The statement should be taken with one exception. Small cryptocurrencies that are not yet listed will not yet be able to demonstrate the effect of the integration of modern management systems. Previously, the implementation of changes to the blockchain was carried out by small groups. For example, at the time of the appearance of Ethereum, investors won, on whose initiative the fork was created. Due to the opposition of the developers of the main cryptocurrency, the Bitcoin Cash network arose. By implementing management systems, an effective way of analyzing the voting process can be obtained, in which all stakeholders will participate.

Applied control systems

In the networks of two giants - Bitcoin and Ethereum, decentralized governance is implemented in two ways. They are based on proposals for modernizing the payment system, the goal of which is to improve the efficiency and functionality of the distributed ledger. According to Mr. Hacker, an effective management system has not yet been implemented in the Bitcoin network, capable of correctly balancing the voices of developers and other members of the community at critical moments.

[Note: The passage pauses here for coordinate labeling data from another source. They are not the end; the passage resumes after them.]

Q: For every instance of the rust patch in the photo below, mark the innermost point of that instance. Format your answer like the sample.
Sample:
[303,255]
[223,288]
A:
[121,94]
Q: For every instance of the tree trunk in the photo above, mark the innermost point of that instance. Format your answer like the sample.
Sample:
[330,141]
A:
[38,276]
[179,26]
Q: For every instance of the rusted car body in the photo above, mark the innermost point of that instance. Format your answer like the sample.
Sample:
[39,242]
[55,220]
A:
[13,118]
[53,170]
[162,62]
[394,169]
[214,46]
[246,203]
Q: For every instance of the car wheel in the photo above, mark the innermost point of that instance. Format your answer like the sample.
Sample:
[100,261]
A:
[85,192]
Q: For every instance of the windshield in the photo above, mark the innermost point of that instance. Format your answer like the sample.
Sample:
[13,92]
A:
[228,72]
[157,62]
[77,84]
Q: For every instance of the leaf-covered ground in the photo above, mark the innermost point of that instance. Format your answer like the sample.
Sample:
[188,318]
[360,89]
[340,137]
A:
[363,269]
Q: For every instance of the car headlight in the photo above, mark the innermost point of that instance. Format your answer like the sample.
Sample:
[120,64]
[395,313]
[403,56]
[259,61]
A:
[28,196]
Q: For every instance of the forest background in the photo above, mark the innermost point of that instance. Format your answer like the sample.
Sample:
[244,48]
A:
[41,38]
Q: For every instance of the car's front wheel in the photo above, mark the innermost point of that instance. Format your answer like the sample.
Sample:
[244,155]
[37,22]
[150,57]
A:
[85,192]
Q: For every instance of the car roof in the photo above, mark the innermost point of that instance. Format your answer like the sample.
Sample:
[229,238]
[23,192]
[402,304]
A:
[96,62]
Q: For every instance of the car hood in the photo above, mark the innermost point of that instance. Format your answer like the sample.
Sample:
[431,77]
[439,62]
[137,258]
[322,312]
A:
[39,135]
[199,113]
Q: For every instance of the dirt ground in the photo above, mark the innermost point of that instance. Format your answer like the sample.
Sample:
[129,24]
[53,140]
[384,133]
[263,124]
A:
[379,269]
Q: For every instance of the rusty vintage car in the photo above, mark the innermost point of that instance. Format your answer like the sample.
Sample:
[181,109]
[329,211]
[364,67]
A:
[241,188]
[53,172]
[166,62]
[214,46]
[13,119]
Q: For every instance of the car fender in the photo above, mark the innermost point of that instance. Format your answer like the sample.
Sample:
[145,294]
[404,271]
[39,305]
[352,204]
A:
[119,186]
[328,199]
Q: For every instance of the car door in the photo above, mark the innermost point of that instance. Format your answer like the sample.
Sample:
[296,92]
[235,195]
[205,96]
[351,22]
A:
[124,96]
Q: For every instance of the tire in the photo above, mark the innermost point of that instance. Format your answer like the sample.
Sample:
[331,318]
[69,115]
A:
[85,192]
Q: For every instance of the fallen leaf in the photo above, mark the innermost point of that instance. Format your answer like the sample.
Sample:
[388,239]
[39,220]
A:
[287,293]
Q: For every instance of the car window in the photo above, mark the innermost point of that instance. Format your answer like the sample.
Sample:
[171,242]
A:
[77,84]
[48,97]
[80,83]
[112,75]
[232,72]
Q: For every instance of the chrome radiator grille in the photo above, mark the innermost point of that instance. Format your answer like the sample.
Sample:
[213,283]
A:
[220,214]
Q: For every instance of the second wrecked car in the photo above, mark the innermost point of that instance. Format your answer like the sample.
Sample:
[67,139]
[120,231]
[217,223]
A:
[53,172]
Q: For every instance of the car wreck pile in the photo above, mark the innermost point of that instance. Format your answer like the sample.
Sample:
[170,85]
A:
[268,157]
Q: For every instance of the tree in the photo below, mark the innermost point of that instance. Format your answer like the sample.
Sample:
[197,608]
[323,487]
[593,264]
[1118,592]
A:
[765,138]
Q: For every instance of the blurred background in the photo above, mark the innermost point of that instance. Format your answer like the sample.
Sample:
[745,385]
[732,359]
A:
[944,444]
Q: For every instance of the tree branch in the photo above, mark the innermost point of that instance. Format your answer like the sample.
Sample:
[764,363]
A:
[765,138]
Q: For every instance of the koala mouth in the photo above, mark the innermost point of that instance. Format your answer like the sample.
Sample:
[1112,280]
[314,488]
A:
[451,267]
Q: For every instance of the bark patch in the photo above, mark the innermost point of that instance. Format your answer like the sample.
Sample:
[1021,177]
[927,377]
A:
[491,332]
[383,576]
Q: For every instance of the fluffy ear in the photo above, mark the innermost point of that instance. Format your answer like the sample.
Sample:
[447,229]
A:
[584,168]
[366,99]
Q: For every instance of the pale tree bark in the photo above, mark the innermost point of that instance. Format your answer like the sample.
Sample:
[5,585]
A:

An example is the mechanism by which the Bitcoin Core team previously managed to avoid block size expansion. Mr. Hacker suggests that proposals for improving the protocol are emerging as a signaling tool that can increase the weight of miners votes, while the users opinion remains unheard. Every owner of a cryptocurrency has the right to make decisions, especially in situations when the fate of the payment system is being decided.

In a kind of game of democracy, Ethereum wins, head and shoulders above Bitcoin. The developers have successfully tested a number of solutions on the blockchain with the second largest cryptocurrency by capitalization. For example, the Carbon mechanism was used to vote on the DAOs prospects. To express a point of view, the client needed to make a transfer of up to 0.08 ETH. But it is worth noting the weak interest of the community in the plebiscite.

In the case of the Dash payment system, voting is carried out using masternodes. The Dash Core team, which includes the first members of the network, reports to the "voters" on the work done. Ryan Taylor, CEO of cryptocurrency Dash, calls the current situation a democracy, because the community owns the developers, and not vice versa.